The hurried tour he’d given them last night suggested he’d rather not draw attention to it, but she could see now that he’d actually done a great deal of work already. None of the shots had people in it, though. Was he doing it all on his own?

She worked steadily throughout the afternoon, pausing only to stretch. Then, at about five o’clock she heard the sound of tires on gravel.

Chad, delivering the damsel in distress.

Cynthia went out to meet them, noting how the sky had darkened while she’d been inside. Heavy clouds now hung directly overhead and thunder sounded in the distance.

“So?” she said, hurrying over to Maddie’s side. “What’s the verdict?”

“Look at me!” Maddie had a heavy walking boot covering her foot and lower leg, leaving her pretty painted toenails peeking out.

“High ankle sprain,” said Chad. “Hairline fracture too. Not as bad as it looked last night, but still bad enough.”

Together, they managed to get Maddie to the front door of the ranch house.

“The doctor was so sweet and gentle,” said Maddie, looking a little blowsy. “He understood that I have a low pain threshold and told the x-ray technicians to be extra-specially careful with me.”

“Good-looking, I take it,” Cynthia said softly, to Chad.

“Excellent bedside manner.” He gave Cynthia a quick grin. “Plus, he was generous with the pain meds. In case you hadn’t figured it out.”

“Wheeee!” said Maddie.

“Oh, my poor girl,” said Joanie, rushing to her side. “Chad, I can’t thank you enough for looking after her. You must come in and have supper with us.”

If Cynthia didn’t know better, she’d think Joanie had told Maddie to break her foot deliberately, like Jane Austen’s Mrs. Bennet, sending her daughter into the rain, to snag Mr. Bingley via a virulent case of pneumonia.

She recalled that her dad and Joanie had met when she’d crashed her cart on the golf course. Hm.

The Cash Plan on How to Catch a Man:

Step one: get something in your eye, so he gets close enough to fall under your love virus, aka, Chanel #5.

Step two: fall down. Regency Romance Novel Heroines Can’t Be Wrong!

Step three: break a body part. Make it a sexy one though. An ankle is excellent. A hip, not so much. And a skull, forget it. They want pretty, but temporary, fragility. No black-eyed, slack-jawed amnesiacs.

“Thank you so much, Mrs. Henley,” said Chad. “But I’ll have to take a rain check.”

He glanced up at the sky and gave her that trademark grin.

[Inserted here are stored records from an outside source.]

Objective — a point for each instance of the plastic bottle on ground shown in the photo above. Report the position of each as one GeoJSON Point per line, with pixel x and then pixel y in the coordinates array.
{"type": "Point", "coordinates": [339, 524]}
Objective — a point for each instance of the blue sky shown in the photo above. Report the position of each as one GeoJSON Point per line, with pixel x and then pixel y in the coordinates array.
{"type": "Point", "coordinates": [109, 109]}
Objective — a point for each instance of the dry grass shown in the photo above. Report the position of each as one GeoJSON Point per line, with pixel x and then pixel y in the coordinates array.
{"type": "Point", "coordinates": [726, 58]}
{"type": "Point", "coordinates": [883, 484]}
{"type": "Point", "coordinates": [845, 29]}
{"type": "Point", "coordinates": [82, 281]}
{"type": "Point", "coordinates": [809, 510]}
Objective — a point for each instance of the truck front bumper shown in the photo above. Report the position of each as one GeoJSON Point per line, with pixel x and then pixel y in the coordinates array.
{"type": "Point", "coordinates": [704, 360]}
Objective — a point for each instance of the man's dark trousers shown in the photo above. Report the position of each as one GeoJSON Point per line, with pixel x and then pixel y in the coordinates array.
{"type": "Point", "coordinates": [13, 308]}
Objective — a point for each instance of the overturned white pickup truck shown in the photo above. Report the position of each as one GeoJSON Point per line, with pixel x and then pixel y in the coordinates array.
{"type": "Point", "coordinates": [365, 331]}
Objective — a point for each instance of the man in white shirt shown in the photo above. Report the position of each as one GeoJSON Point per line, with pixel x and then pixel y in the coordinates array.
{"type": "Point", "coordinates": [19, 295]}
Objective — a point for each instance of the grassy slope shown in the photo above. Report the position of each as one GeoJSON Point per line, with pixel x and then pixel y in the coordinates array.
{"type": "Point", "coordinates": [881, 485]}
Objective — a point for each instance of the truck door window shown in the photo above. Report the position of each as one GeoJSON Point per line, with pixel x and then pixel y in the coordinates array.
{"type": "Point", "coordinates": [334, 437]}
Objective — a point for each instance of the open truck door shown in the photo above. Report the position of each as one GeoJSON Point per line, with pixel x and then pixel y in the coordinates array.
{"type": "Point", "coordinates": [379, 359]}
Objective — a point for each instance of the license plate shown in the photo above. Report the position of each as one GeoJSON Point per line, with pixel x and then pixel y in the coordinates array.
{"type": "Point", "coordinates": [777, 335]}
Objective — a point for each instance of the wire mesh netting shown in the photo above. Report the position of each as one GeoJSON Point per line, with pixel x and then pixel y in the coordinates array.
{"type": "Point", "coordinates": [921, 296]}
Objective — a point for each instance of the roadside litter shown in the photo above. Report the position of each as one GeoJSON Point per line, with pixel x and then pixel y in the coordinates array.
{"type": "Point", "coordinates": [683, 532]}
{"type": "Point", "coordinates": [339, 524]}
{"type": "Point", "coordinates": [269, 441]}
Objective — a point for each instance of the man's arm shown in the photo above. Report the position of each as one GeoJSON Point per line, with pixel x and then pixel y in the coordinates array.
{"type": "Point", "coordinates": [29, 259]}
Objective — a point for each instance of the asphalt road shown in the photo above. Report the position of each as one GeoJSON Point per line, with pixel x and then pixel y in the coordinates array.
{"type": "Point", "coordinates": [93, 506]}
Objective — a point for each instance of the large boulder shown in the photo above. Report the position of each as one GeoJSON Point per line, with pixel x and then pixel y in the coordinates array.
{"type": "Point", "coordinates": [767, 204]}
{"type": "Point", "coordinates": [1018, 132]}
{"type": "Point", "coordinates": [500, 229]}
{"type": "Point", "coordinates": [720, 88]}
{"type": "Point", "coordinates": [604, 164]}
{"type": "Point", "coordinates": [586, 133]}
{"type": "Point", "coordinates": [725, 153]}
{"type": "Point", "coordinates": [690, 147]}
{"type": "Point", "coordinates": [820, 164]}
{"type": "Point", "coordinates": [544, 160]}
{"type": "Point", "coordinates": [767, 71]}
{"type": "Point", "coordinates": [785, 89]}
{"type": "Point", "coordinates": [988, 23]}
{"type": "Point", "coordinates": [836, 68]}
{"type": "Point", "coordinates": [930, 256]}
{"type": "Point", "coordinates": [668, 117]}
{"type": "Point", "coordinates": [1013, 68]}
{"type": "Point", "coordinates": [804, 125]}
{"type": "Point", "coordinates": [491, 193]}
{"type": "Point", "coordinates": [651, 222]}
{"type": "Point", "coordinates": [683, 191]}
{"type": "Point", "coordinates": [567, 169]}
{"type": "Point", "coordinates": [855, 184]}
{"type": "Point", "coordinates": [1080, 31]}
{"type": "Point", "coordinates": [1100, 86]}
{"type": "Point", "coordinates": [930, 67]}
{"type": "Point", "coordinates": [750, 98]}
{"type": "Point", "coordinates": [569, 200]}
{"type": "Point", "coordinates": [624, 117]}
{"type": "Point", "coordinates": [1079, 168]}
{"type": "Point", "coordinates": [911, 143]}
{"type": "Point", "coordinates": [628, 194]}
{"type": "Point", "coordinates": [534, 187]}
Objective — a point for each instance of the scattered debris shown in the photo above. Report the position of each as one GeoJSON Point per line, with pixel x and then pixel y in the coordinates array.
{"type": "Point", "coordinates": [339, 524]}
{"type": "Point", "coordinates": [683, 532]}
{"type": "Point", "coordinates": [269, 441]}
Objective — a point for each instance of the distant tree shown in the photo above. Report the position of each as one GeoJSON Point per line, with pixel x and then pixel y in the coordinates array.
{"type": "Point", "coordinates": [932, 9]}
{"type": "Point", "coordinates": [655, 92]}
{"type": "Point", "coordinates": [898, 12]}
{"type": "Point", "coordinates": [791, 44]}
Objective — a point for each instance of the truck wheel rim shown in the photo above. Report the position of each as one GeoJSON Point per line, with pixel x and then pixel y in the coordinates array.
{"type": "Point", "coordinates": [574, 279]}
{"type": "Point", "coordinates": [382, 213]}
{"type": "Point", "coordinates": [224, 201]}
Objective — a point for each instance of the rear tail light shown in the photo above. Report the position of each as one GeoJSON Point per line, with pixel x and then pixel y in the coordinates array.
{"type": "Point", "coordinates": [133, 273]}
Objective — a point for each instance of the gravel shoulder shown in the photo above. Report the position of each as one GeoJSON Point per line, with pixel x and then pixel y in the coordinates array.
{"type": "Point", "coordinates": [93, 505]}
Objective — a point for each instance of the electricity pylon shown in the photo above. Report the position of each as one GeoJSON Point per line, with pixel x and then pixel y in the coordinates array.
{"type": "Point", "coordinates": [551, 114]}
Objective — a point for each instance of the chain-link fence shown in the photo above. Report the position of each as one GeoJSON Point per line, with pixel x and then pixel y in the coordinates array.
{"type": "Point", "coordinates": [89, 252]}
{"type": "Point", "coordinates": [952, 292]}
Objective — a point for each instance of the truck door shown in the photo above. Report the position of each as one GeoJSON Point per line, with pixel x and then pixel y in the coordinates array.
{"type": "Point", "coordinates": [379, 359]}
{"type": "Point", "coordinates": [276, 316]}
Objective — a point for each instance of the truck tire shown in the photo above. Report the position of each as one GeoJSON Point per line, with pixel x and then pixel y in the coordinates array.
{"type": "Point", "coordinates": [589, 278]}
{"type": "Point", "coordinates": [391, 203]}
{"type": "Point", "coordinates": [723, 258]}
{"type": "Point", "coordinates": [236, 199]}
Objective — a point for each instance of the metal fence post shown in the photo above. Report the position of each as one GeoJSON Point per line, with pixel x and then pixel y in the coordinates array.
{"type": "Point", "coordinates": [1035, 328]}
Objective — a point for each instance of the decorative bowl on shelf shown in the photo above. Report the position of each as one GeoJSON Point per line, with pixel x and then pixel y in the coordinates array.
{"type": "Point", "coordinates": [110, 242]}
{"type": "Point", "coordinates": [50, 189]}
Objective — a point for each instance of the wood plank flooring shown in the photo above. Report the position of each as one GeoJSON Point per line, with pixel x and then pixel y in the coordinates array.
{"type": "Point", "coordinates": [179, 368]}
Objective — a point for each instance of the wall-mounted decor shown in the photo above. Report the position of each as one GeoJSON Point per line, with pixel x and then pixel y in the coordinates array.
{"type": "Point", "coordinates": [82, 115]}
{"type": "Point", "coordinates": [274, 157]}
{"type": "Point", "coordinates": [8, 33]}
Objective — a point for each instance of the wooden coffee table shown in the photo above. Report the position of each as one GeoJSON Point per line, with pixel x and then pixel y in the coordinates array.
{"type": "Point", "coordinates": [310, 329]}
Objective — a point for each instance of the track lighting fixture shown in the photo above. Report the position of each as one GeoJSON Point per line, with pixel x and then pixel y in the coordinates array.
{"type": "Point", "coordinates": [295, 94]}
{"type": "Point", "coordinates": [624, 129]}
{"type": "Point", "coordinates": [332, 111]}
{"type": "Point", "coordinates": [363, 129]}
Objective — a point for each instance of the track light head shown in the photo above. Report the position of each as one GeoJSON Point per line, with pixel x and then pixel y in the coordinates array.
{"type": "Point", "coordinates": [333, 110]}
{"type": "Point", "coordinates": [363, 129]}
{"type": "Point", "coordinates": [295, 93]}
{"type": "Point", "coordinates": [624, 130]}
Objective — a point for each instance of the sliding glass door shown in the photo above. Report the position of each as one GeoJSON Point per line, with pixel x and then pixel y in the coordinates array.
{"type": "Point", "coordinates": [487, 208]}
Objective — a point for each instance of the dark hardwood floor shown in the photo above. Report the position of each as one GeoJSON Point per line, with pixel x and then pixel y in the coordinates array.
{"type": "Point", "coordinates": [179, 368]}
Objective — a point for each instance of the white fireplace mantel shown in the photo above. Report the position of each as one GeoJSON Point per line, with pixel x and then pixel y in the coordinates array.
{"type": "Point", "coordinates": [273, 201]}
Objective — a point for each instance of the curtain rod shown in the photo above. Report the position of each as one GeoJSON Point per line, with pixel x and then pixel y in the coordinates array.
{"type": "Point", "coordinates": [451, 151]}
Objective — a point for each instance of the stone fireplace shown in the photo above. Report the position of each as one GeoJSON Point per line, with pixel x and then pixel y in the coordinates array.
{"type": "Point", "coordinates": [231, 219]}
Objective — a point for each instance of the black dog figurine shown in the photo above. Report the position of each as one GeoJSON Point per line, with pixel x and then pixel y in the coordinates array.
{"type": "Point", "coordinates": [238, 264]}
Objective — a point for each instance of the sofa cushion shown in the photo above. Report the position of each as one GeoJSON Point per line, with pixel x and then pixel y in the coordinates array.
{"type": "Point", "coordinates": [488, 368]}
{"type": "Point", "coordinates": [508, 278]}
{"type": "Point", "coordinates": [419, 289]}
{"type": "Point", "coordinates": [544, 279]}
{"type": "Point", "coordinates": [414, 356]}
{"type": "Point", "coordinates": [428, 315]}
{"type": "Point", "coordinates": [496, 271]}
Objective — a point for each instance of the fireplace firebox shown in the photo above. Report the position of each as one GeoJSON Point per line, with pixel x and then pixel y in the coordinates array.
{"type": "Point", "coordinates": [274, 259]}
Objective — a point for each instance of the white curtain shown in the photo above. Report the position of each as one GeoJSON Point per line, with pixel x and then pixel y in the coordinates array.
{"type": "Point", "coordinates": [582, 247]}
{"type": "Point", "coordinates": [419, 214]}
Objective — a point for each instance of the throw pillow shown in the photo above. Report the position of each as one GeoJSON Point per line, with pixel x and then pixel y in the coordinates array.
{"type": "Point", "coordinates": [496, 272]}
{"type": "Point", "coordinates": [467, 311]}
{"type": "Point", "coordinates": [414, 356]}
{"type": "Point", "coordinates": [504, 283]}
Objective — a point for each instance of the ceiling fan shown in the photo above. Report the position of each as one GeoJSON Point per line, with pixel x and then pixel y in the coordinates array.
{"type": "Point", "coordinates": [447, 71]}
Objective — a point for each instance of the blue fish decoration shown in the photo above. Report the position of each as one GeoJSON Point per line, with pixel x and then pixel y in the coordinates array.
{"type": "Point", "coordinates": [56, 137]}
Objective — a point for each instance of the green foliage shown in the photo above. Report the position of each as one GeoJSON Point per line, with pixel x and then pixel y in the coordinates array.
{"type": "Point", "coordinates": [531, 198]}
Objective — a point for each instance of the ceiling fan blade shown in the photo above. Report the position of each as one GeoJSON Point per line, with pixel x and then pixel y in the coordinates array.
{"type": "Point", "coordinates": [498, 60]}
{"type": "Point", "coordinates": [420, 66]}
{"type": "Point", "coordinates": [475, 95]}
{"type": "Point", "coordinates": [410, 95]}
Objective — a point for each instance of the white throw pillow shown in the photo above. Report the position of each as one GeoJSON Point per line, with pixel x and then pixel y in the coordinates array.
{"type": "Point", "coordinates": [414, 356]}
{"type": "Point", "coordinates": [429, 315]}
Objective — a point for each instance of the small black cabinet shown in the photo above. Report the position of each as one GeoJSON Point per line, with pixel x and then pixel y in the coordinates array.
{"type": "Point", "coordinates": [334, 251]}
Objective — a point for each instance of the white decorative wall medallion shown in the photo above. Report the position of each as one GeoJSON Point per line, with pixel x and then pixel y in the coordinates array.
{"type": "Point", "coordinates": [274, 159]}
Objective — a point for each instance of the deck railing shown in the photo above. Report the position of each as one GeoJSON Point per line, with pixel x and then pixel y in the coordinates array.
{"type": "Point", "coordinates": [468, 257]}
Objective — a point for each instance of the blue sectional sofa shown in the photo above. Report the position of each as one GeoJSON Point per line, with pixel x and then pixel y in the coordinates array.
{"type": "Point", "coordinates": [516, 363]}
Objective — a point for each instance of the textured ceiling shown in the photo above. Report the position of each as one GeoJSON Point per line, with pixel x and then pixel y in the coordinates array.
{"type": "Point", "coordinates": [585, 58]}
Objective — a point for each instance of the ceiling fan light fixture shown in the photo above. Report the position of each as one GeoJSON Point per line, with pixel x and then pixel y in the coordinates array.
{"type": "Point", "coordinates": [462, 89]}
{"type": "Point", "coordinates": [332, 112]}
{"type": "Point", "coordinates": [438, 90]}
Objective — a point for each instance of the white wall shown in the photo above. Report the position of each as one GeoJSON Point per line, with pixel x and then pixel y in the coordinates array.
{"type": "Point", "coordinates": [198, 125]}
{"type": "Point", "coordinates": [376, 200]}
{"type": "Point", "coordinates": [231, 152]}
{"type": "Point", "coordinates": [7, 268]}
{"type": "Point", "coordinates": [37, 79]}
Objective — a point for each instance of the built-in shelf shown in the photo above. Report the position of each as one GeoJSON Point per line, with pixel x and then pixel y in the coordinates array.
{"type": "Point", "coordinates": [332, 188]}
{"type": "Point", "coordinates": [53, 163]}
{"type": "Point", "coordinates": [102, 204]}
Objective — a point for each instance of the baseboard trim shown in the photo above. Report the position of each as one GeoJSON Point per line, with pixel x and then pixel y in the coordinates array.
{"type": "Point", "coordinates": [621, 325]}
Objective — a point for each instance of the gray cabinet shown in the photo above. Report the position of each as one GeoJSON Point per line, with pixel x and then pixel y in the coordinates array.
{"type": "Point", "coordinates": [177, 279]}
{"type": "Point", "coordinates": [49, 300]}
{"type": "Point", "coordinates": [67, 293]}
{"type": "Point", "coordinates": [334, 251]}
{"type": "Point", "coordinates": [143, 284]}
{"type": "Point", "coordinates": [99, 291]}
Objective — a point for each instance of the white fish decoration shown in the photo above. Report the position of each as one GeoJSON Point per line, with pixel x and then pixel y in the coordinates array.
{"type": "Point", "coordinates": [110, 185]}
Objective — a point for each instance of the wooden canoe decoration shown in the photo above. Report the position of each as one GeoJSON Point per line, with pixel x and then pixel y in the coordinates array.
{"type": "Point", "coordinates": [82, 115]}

“Joanie, to you,” said Joanie.

“Thank you, Joanie. Cynthia and I were going over some important details of the fundraiser, when Maddie’s injury occurred. Now that your daughter’s safe and sound and in good hands, would you mind terribly if Cynthia and I got back to business?”

Joanie recovered quickly, probably due to Chad’s good manners.

“If you’re sure,” she said, helping Maddie into the house. “I’ll bring a tray out to you once I’ve got our patient settled.”

The door banged shut behind them and Chad turned to her, exhaling loudly.

“Thank God.”

She laughed, and just then the skies opened, pelting them with fat, cool drops.

“Come on, you can tell me all about it in my office.”

He grabbed her hand and together, they ran.